Oshawa Power
- Company type: Municipal
- Industry: Electricity distribution
- Founded: 1887
- Headquarters: Oshawa, Ontario, Canada
- Area served: Oshawa, Ontario
- Products: MyOshawaPower (digital portal)
- Services: Electricity distribution
- Website: oshawapower.ca

= Oshawa Power =

Electricity distribution company in Oshawa, Ontario, Canada

Oshawa PUC Networks Inc., operating as Oshawa Power, is a licensed electricity distribution company based in Oshawa, Ontario, Canada. It is part of the Oshawa Power Group of Companies. Oshawa Power is wholly owned by the City of Oshawa and serves over 63,000 residential and commercial customers across approximately 145 square kilometres.

== History ==
Oshawa Power has been providing electricity to the Oshawa region for nearly 140 years. Electricity service in Oshawa began on September 12, 1887, when the Oshawa Electric Light Company introduced arc lighting to the city. The original company was operated in conjunction with the flour mill. Power was sourced from steam and augmented by a water power plant powered by a dam in the Oshawa Creek.  In 1916, Oshawa Electric Light Co. was purchased by the Hydro Electric Power Commission of Ontario. In 1929, a bylaw was passed by the Oshawa City Council to purchase the electrical system for $310,000 and the gas distribution system for $210,000.

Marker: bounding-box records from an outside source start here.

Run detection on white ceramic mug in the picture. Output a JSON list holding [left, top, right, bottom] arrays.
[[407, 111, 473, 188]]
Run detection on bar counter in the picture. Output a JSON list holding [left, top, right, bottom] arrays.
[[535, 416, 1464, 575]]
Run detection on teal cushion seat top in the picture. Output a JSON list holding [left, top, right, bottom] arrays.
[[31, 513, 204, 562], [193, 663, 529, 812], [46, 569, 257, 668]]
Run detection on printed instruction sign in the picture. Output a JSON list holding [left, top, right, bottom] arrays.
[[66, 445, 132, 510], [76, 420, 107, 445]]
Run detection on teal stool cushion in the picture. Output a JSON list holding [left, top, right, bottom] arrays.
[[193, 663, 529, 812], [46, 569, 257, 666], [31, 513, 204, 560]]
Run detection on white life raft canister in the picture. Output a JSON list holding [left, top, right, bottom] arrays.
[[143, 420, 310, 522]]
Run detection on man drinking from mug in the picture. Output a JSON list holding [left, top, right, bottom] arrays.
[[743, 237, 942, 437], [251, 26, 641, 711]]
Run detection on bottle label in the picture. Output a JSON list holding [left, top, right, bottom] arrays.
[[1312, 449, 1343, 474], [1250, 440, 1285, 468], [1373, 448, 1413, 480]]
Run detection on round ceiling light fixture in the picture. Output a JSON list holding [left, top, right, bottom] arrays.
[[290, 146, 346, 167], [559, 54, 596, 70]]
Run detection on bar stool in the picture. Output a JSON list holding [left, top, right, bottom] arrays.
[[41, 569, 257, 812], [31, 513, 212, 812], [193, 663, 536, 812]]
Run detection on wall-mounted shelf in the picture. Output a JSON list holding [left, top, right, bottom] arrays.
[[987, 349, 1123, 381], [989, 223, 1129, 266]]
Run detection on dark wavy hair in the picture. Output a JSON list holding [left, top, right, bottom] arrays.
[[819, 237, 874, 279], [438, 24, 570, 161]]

It has remained municipally owned and focused on local distribution. Its formal branding as Oshawa Power is part of the Oshawa Power Group of Companies, a diversified holding company comprising Oshawa Power; EnerFORGE, a province-wide independent power producer; and Durham Broadband, a regional high-speed internet service for the Durham region.

In 2022, Oshawa Power partnered with Peak Power, a Canadian climate tech company, to develop cost-effective means of reducing emissions and improving the reliability of the electricity system.

== Products and services ==
Oshawa Power distributes electricity to residential, commercial, and industrial customers in Oshawa. In 2020, the utility began offering a digital customer portal, MyOshawaPower, for billing and usage tracking.

The utility announced a partnership in 2024 with Lakefront Utilities to provide shared leadership and operational coordination in the towns of Cobourg and Colborne.

== Facilities ==
Since November 18, 1931, Oshawa Power has operated from its headquarters on 100 Simcoe Street South. The building was designated a Heritage Building by the City of Oshawa in 2020. The L-shaped building was designed by Oshawa-born architect C.C. Stenhouse in an Art Deco style and was the first modern building in Oshawa designed for civic service.

In 2025, Oshawa Power announced plans to relocate its operations to a new consolidated facility in Thornton Business Park. Construction is expected to begin in 2026, with completion anticipated in 2027. The complex will include over 30,000 square feet of office space, an equipment storage yard, a warehouse, and vehicle garage.

== Leadership ==
Oshawa Power is governed by a board appointed by the City of Oshawa. Executive leadership operates under the broader Oshawa Power and Utilities Corporation structure. The current CEO is Daniel Arbour.